The theory of everything
Peter Cecchini, director of research and head of macro strategy at money manager Axonic Capital, has an explanation for the Treasury yield decline that might connect the dots. Cecchini believes that the Federal Reserve is in control of the long end of the Treasury curve via quantitative easing, and therefore traditional market forces are not as important to yield moves at the long end as they once were.
At the same time, he believes that corporate debt markets and equities are so well bid because of fiscal stimulus measures. The new capital injected into the economy from multiple stimulus actions since COVID-19 struck — including the CARES Act, the American Rescue plan, and now possibly infrastructure spending — are finding their way into, and supporting, every risk asset class.
But this apparent market strength, he warns, "is masking fragility in corporate earnings." Cecchini believes that the risk asset rally will not last.

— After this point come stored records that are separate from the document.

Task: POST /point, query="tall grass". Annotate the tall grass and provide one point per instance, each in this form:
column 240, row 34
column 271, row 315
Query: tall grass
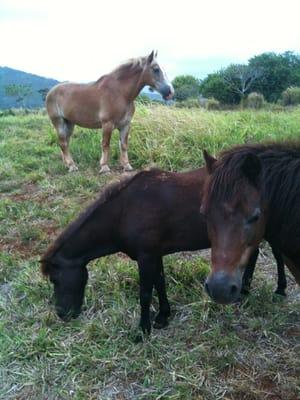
column 208, row 352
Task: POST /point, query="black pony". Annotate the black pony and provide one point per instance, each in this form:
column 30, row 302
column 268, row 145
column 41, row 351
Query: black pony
column 251, row 192
column 145, row 216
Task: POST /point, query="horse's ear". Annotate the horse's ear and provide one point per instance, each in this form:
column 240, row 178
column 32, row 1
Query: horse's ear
column 150, row 57
column 209, row 161
column 251, row 168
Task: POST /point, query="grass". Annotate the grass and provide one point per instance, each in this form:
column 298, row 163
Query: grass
column 250, row 351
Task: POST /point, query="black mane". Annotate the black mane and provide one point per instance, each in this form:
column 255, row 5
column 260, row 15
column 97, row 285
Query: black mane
column 110, row 192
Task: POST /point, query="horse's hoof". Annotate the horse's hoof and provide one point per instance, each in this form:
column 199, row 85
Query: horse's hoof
column 73, row 168
column 280, row 293
column 160, row 324
column 278, row 297
column 161, row 321
column 127, row 168
column 104, row 169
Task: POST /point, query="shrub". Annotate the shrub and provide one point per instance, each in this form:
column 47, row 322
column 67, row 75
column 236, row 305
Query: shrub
column 212, row 104
column 188, row 103
column 291, row 96
column 255, row 100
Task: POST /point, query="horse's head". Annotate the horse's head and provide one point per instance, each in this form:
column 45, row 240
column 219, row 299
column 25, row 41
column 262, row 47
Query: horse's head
column 235, row 214
column 69, row 282
column 156, row 78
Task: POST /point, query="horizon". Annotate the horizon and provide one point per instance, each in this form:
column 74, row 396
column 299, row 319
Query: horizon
column 44, row 39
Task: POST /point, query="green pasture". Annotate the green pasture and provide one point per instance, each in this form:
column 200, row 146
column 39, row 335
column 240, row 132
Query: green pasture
column 239, row 352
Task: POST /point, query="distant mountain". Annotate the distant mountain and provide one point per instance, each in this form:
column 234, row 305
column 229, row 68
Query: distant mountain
column 34, row 83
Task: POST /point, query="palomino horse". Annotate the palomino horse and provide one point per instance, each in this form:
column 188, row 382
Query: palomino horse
column 251, row 192
column 107, row 103
column 146, row 216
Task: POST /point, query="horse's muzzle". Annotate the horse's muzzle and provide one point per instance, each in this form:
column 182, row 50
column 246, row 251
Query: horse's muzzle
column 223, row 288
column 67, row 315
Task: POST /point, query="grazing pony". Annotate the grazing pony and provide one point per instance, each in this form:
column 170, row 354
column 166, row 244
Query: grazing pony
column 251, row 192
column 145, row 216
column 107, row 103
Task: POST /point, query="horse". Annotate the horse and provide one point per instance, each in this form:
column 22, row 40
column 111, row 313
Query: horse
column 107, row 103
column 251, row 192
column 146, row 216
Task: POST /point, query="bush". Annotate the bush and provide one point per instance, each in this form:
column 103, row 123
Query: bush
column 188, row 103
column 212, row 104
column 291, row 96
column 255, row 100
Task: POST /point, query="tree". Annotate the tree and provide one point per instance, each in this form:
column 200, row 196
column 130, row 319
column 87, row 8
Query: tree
column 18, row 91
column 280, row 71
column 186, row 86
column 240, row 78
column 214, row 86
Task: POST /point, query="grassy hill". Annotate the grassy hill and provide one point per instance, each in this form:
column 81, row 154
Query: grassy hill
column 9, row 76
column 247, row 351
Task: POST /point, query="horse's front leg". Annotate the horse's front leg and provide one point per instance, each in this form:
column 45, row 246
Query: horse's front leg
column 107, row 129
column 147, row 270
column 281, row 278
column 124, row 161
column 248, row 274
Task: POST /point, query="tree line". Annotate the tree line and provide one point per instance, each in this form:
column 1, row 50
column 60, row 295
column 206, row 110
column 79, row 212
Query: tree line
column 269, row 74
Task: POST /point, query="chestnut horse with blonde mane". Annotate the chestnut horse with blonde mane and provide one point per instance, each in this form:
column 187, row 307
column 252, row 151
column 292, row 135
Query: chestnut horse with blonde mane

Cecchini notes that the Treasury curve inverted in 2019, a classic recession warning. Before that, even with QE at its disposal, the Fed had allowed the 10-year to rise above 3% while shrinking its balance sheet. Eventually, potential economic damage was forestalled when the Fed switched gears and implemented aggressive rate cuts and balance sheet expansion following equities' late-2018 swoon (which itself was also possibly a recession warning). Then in 2020, the pandemic forced the economy into a deep dive.

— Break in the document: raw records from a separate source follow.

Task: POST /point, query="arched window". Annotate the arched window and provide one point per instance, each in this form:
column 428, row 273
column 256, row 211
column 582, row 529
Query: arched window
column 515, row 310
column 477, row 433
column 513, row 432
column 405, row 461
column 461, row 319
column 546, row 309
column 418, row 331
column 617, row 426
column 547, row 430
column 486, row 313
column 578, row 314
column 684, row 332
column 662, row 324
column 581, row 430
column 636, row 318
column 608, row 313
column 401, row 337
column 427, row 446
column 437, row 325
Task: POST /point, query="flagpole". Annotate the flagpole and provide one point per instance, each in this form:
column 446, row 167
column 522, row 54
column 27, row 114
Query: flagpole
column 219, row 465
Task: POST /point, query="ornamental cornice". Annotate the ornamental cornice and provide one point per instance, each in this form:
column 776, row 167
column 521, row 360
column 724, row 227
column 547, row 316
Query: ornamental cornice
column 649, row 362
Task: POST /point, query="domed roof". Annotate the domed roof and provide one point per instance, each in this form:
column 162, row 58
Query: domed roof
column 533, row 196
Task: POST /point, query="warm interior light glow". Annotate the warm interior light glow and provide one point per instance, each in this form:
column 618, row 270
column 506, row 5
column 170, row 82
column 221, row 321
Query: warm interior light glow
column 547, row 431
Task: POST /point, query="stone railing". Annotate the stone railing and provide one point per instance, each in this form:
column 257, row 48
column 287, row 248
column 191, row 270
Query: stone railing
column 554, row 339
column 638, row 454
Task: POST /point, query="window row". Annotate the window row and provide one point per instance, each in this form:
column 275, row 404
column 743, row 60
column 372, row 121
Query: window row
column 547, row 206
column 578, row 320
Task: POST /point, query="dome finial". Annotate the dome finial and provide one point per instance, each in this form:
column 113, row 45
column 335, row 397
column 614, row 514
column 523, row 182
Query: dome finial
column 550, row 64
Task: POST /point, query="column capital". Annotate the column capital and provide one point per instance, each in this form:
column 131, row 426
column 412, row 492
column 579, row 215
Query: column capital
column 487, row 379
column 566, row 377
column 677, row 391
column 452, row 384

Now that fiscal stimulus and Fed action has brought about a recovery, Cecchini expects the economy will soon resume its decline — unless the Fed strikes again. And with rates already so close to zero this time, he believes that the Fed's room to act is now limited.

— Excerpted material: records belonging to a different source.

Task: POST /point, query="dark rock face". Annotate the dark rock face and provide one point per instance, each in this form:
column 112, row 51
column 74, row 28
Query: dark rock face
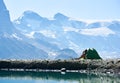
column 90, row 54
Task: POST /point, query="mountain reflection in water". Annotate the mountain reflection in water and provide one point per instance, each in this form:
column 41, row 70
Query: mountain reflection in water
column 56, row 77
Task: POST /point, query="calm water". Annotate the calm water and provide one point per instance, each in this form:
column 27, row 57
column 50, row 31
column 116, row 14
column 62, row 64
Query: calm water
column 54, row 77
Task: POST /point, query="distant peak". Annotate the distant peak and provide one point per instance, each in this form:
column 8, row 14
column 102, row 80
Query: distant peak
column 2, row 5
column 32, row 15
column 60, row 16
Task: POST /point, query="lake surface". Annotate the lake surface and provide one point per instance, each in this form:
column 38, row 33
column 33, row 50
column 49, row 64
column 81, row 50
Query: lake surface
column 54, row 77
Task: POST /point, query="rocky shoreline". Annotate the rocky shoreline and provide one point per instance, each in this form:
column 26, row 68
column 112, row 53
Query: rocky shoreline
column 82, row 66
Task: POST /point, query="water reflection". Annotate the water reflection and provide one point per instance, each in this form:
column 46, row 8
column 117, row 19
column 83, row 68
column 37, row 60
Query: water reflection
column 56, row 77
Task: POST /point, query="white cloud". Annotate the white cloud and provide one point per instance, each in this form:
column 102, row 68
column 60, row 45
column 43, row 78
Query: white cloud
column 48, row 33
column 102, row 31
column 70, row 29
column 30, row 35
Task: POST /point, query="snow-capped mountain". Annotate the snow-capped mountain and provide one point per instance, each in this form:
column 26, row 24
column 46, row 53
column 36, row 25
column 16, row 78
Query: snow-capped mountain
column 63, row 32
column 12, row 42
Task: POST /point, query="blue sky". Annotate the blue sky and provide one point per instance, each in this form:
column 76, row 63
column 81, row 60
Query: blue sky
column 77, row 9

Cecchini believes that an important factor driving high-yield bond yields lower is the Fed's purchase of corporate bonds during the depths of the pandemic. Though total purchases were relatively small, and the Fed has now been selling the bonds, he says the buying "amounted to something akin to an implicit guarantee for corporate credit."
To Cecchini, the clear message embodied in both the Fed's action and what he views as excessive fiscal stimulus is textbook moral hazard. That is, the Fed, by minimizing the negative consequences of risk, is reducing investors' need for caution.
Also sounding the moral hazard alarm is Dan Zwirn, CEO of Arena Investors LP. Zwirn believes that the Fed's actions are taking risk completely off the table for investors. Regardless of what message declining Treasurys may be sending, "the fixed income markets, particularly investment grade and high-yield, have now been taught that the Fed and other developed-country market monetary authorities, as well as their respective governments, will move heaven and earth to protect them from panics and whatever items cause them."
Scott Schachter, vice president and high-yield strategist at Barclays, also believes that the Fed's support for fixed-income markets helps explain the decline in Treasury yields, though he did not take his reply into the realm of moral hazard. He believes that high-yield's performance is reflecting "solid economic growth as a backdrop for the rest of this year into next year, and the high-yield market is priced accordingly."
Barclays' Schachter says an important factor contributing to high-yield's low yields and near-record tight OAS is that BB credits make up roughly 54% of the market, near last July's 55% all-time high percentage, citing the Bloomberg Barclays U.S. High Yield Index.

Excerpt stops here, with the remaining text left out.